Set in Mexico, the movie
begins with a crime lord (Emilio Fernandez) torturing his own daughter to find
out who impregnated hear. Learning that the culprit is the crime lord’s
protégé, Alfredo Garcia, the villain issues the horrific command featured in
the movie’s title. Eager for the reward the crime lord is offering, two white
mercenaries (played by Robert Webber and Gig Young) begin searching for Garcia,
eventually landing in a seedy bar where retired U.S. Army vet Bennie (Warren
Oates) works as a manager and piano player. Bennie learns about the bounty on
Garcia and confronts his lady, Elita (Isela Vega), a prostitute who’s been
two-timing Bennie by sleeping with the elusive Garcia. Elita says Garcia
recently died in a car wreck. His craven lust for money and revenge surging,
Bennie invites Elita for a road trip without explaining that he plans to exhume
Garcia’s body, remove the head, and collect the crime lord’s bounty.
This being
a Peckinpah film, things get complicated and ugly once Bennie embarks on his
mission—a miserable cycle of betrayal, murder, rape, and theft leads Bennie
inexorably toward a bloody standoff with the crime lord, whom the twisted Bennie
identifies as the source of his misery.
Bring
Me the Head of Alfredo Garcia is Peckipah unleashed, a vicious story
without heroes or victims, just schemers who pay horrible costs for crossing
other schemers. Since Peckinpah was a self-destructive man who battled with nearly everyone in his life, from close friends to the many enemies he made, it’s
impossible not to see the parallels between the subject matter of this
relentless movie and Peckinpah’s bleak outlook on his own doomed life. And just
as the filmmaker made a mess of his offscreen existence, he keeps Bring Me the Head of Alfredo Garcia
loose, constructing a storyline with co-writer Gordon Dawson that meanders from
one low-down vignette to the next; the implied message is that no matter how
bad life gets, it can always get worse.
Delivering this message with perfect
clarity is Peckinpah favorite Oates, giving the best performance of his
singular career. Dishonest, fidgety, volatile and yet somehow weirdly human,
Oates’ Bennie is an unforgettable figure—his slovenly pursuit of crazed
“justice” dramatizes what happens when a man’s better angels get strangled by
greed, jealously, and other petty impulses. Bring
Me the Head of Alfredo Garcia is a chaotic movie marred by rampant
misogyny, script irregularities, and technical imperfections—but in a strange
way, these flaws amplify the movie’s vision of a world without moral order.

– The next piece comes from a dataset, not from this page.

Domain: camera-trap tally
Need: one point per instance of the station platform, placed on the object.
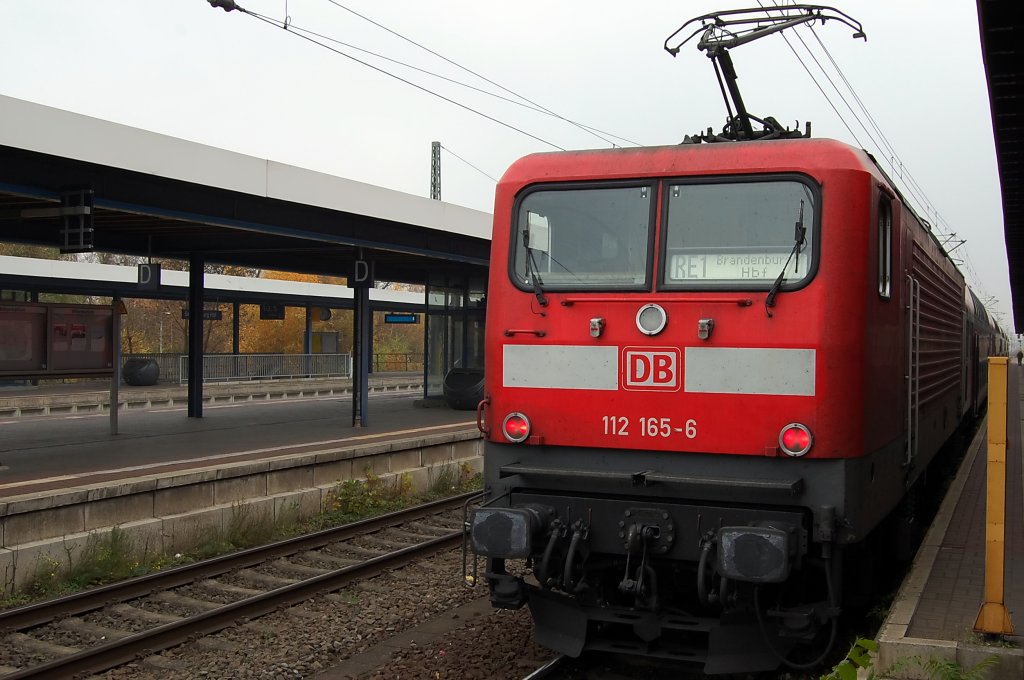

Bring Me the Head of Alfredo Garcia: RIGHT ON
3 comments:
My 2nd favorite Peckinpah next to Pat Garrett! Warren Oates is perfect and by the way those are Peckinpahs sunglasses he wears throughout most the film. At this point nobody wanted to green light one of his films and he was for all extensive purposes exiled to Mexico to make this, what landed up being a true masterpiece.
Not to be confused with "Bring Me the Head of Dobie Gillis" (1988).
Surprised you didn't mention not-so-subtle parallels with Hollywood studio execs.